Beschreibung & Anforderungen
A Day in The Life Typically Includes:
- Monitor application operational performance and reliability indicators. Do basic analysis to find the cause, notify the relevant teams and drive for resolution.
- Identify/publish the required metrics to ensure visibility into all aspects of our application’s performance and stability from global/customer perspective.
- Define SLOs specific to services/products/customers.
- Building dashboards on Splunk and other monitoring tools, and alerts that continuously monitors the identified metrics and SLOs and reporting the Violators.
- Provide/Document RCA analysis on the Production outages/maintenance and provide automation solution which can improve/reduce the downtime.

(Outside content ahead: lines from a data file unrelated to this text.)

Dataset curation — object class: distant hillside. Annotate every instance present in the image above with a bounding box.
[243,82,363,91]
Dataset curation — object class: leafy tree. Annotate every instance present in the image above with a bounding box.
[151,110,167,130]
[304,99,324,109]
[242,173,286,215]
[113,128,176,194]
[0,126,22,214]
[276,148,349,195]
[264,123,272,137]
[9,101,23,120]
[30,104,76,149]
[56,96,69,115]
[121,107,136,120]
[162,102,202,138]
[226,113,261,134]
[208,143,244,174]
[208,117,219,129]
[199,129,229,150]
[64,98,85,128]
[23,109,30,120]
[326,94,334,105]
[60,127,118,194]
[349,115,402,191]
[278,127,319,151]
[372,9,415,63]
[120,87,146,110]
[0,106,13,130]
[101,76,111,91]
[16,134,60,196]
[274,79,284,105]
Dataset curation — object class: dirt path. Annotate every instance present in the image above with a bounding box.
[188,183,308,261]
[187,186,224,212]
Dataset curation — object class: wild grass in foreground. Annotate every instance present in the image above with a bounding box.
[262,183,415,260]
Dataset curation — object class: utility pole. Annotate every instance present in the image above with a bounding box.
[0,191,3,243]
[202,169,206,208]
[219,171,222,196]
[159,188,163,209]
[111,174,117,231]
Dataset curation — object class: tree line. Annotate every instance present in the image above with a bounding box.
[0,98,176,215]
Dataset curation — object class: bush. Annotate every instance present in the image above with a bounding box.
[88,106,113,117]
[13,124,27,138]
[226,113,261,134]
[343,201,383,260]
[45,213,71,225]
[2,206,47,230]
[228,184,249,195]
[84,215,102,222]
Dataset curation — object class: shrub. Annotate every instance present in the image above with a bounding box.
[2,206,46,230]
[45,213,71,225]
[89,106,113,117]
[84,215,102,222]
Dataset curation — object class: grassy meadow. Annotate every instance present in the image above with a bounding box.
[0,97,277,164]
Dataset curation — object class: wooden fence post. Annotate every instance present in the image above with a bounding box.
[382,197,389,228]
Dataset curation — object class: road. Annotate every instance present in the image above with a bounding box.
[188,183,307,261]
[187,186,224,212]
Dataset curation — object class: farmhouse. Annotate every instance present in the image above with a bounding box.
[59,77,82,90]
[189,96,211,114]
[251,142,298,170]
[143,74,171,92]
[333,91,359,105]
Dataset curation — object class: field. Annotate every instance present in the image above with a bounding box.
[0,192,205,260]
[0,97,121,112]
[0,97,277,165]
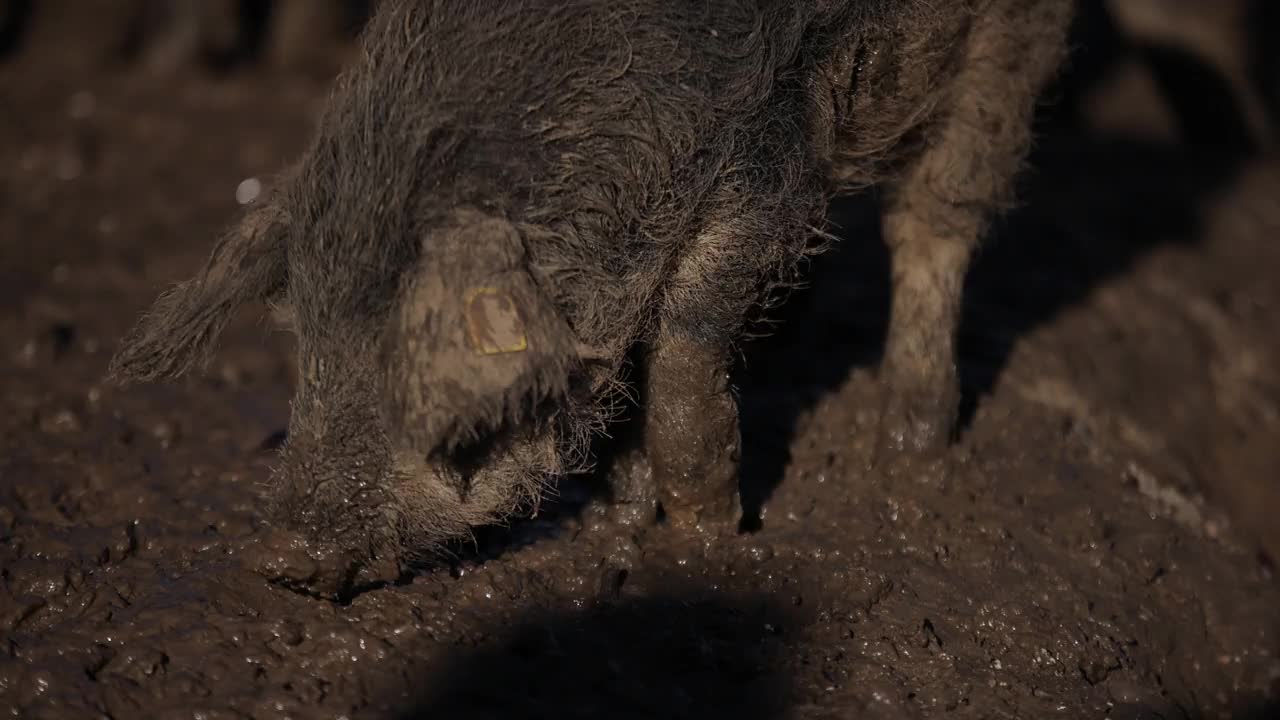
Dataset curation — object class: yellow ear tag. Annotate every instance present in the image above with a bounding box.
[466,287,529,355]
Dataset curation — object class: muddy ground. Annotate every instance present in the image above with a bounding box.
[0,4,1280,720]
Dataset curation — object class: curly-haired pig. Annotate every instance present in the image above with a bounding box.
[113,0,1071,591]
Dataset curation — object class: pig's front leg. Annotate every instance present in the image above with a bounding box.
[641,333,741,528]
[877,0,1071,460]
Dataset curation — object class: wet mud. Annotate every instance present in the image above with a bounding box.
[0,4,1280,720]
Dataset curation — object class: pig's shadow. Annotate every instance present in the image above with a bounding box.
[399,596,792,720]
[740,136,1254,520]
[458,36,1251,545]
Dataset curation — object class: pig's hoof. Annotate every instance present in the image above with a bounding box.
[872,384,957,465]
[243,527,401,602]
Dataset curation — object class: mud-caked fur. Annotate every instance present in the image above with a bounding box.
[113,0,1071,584]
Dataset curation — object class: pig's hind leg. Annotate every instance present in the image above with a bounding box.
[877,0,1071,460]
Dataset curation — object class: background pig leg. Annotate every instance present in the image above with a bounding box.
[877,0,1071,459]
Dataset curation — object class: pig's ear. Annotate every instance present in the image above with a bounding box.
[383,219,579,454]
[109,202,287,384]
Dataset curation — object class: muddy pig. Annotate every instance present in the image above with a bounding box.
[111,0,1071,594]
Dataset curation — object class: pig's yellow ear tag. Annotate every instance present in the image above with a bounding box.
[466,287,529,355]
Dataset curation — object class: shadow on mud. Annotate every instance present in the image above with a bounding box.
[399,594,792,720]
[739,13,1257,520]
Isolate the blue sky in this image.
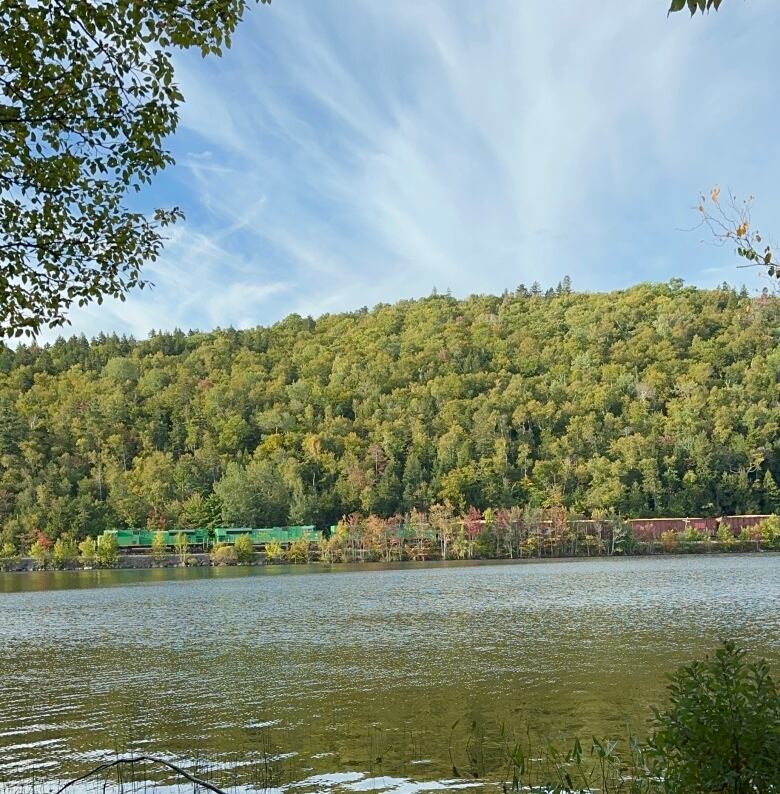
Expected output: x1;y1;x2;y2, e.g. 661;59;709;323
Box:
43;0;780;339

- Develop automation code for infrastructure needs, testing solutions, failover solutions, failure mitigation, and much more.
- Proactively responding to alerting, incidents and making sure alerts/dashboards are up to date.
- Work independently and within a team to triage the production outages/maintenance and work towards the remediation of the same.
Basic Qualifications:
- Bachelor's degree or above in Computer Science, or related Engineering discipline.
- Minimum 1+ year of total industry experience.
- Minimum 6 months experience in building Dashboard/Report/Alerts in Splunk or any similar monitoring tool.
- Minimum 3 months experience in AWS.
- Hands on experience with any scripting language like Python.
- Good oral and written communication skills.
Preferred Qualifications:
- Hands on with Linux/Windows fundamentals, Shell scripting, hardware performance tuning/scalability, mitigating issues related to networking/security.
- Experience working with RDBMS (MSSQL, DB2), NoSQL, Caching, Queuing, knowledge on firewalls and load-balancers.
Overview
SRE team is looking for a dedicated SRE engineer who is ready to take up the challenges which is a mixture of troubleshooting, monitoring, code developing, automation, networking, tuning etc. across different layers of the application.
We are looking for engineers who can analyze, provide RCA, catch issues before it appears and develop/propose automated solutions for monitoring, performance, capacity planning, high availability and disaster response for on-prem/AWS application.
The team provides a unique opportunity to gain knowledge of Infor Nexus platform, various products & modules, along with knowledge across various teams, services (App Servers, Queueing, Caching & Data Services). This is a great opportunity to expand your technical horizons across different services/layers of the application regardless of the prior experience with the services/products.